The International Standard ISO 11179, Information Technology-Specification and Standardization of Data Elements describes a set of rules for developing naming conventions together with standards
for data classification, attribution, definition and registration. Part 5 of this standard is Naming and Identification Principles for Data Elements[ISO 5]. This article is based on the information
in that standard.

Types of Names

Data elements are ideally the result of a process of development, involving several levels of abstraction. Levels progress from the most general (conceptual) to the most specific (physical). The
objects at each level are called data element components; their names become name components. Using the Zachman Framework, for instance, the highest levels of definition are contained in the
business view; development progresses to the implemented system level.

Components are defined and combined differently at each level. Each component contributes its name, or part of its name, to the final products. The rules by which these component names are combined
are a data element naming convention. Also, one data element may have many names depending on context of use. Naming conventions must reflect this multiplicity.

After the conceptual components are developed by a process of specification from the highest conceptual level, a representation term is assigned which may in turn be derived from a structure set or
process. Components are envisioned as a set of building blocks that can be assembled into data elements, and serve to ensure that the end product, the total set of data elements, is as discrete and
complete as possible.

Names derived in this way serve as the primary means of identification for elements external to systems that process them. However, within physical systems, names are subject to constraints imposed
by software limitations. Other names may be used by reports or EDI files. Provision for identification of synonymous names is made through sets of name-context pairs in the element description.

Since many names may be associated with a single data element, it is important to also use a unique identifier, usually in the form of a number, to distinguish each data element from any other. ISO
11179-5 discusses assigning this identifier at the International registry level. Both the identifier and at least one name are considered necessary to comply with ISO 11179-5. Each organization
should decide the form of identifier best suited to its individual requirements.

Levels of Abstraction

Name development begins at the conceptual level (See Figure 1). At this stage, a set of concepts exists as entities or objects (called object classes), which, with the assignment of properties,
become data element concepts (DECs). An object class represents an idea, abstraction or thing in the real world, such as tree or country. A property is something that describes all objects in the
class, such as height or identifier.

Each of these components has its own name. When applied to data element names, these are called object class term and property term. DECs are named by combining the object class term and the
property term. From the examples above, we can form the DECs tree height and country identifier. DECs also contain conceptual domains, which are composed of value meanings. These value meanings are
defined but do not have a specific form of representation (Figure 2).

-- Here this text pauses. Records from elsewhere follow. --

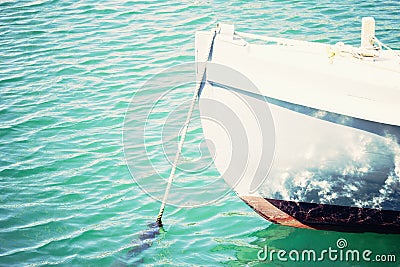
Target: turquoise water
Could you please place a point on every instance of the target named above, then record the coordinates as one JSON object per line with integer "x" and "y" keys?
{"x": 68, "y": 71}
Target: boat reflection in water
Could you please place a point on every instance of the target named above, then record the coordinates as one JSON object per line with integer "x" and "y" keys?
{"x": 307, "y": 134}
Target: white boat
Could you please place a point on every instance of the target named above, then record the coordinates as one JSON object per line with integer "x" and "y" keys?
{"x": 307, "y": 134}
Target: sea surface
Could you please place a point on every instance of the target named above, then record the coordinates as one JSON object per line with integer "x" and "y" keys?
{"x": 71, "y": 194}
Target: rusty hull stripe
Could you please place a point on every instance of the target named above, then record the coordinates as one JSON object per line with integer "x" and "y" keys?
{"x": 272, "y": 213}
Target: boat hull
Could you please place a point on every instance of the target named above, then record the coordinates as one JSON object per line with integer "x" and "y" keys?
{"x": 301, "y": 164}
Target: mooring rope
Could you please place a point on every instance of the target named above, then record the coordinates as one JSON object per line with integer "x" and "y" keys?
{"x": 184, "y": 132}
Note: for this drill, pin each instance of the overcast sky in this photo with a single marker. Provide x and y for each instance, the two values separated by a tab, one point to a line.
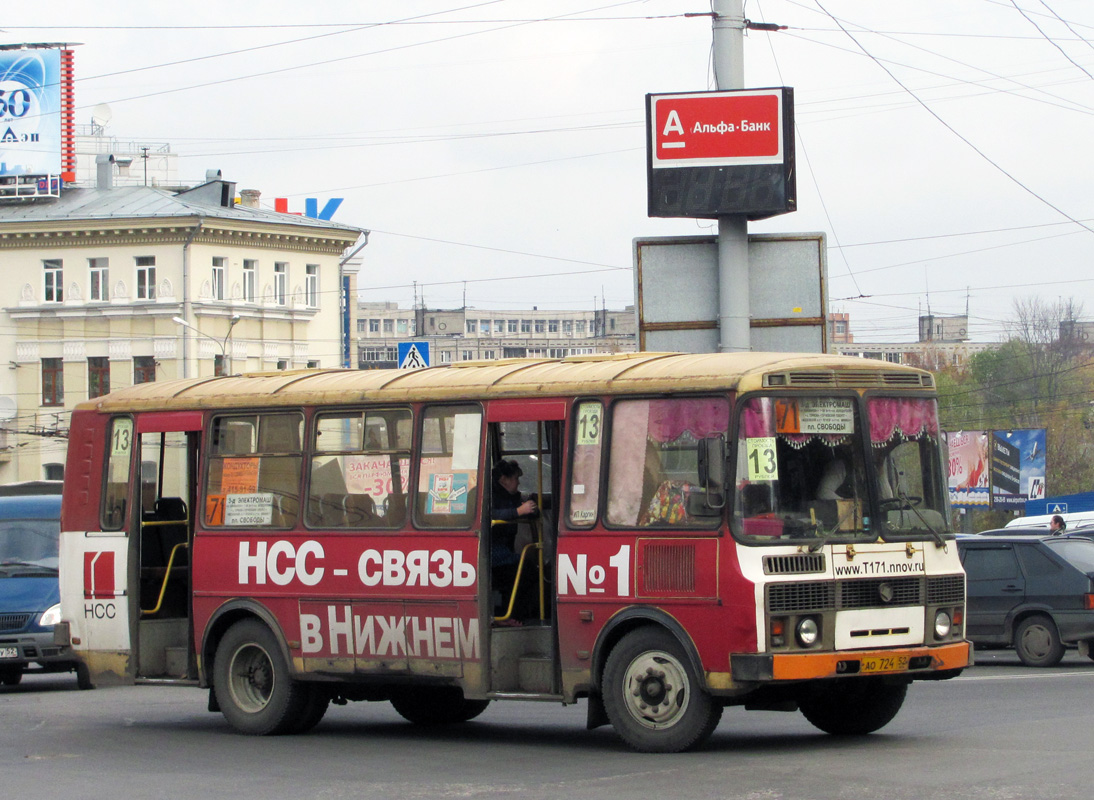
497	150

The next step in forming data element names takes place at the logical level. A complete logical data element must include a form of representation for the values in its data value domain (the set
of possible valid values of a data element). The representation term describes the data element’s representation class. The representation class is equivalent to the class word of the prime/class
naming convention many data administrators are familiar with. For example, name, code, and measure can be applied to the DECs above to produce tree height measure, country identifier name and
country identifier code.

Figure 1. Components of a Data Element
mouse-over to enlarge

Figure 2. Levels of Abstraction
mouse-over to enlarge

Notice that identifier name and identifier code are somewhat redundant. A naming convention could include a rule that eliminates redundancy by allowing the dropping of a property term in this case.
The property would still exist as part of the inheritance structure of the data element, but it would be rendered invisible in terms of the data element name. This rule would make name concision
easier to achieve.

Some logical data elements can be considered generic elements. These are data elements that have a well-established data value domain and are recognized at the organizational level or above as
useful and shared among several systems. Country name and country code are both potential candidates for designation as generic elements. ISO standard 3166, Codes for the representation of names of
countries, presents a well-established reference list of country names and codes.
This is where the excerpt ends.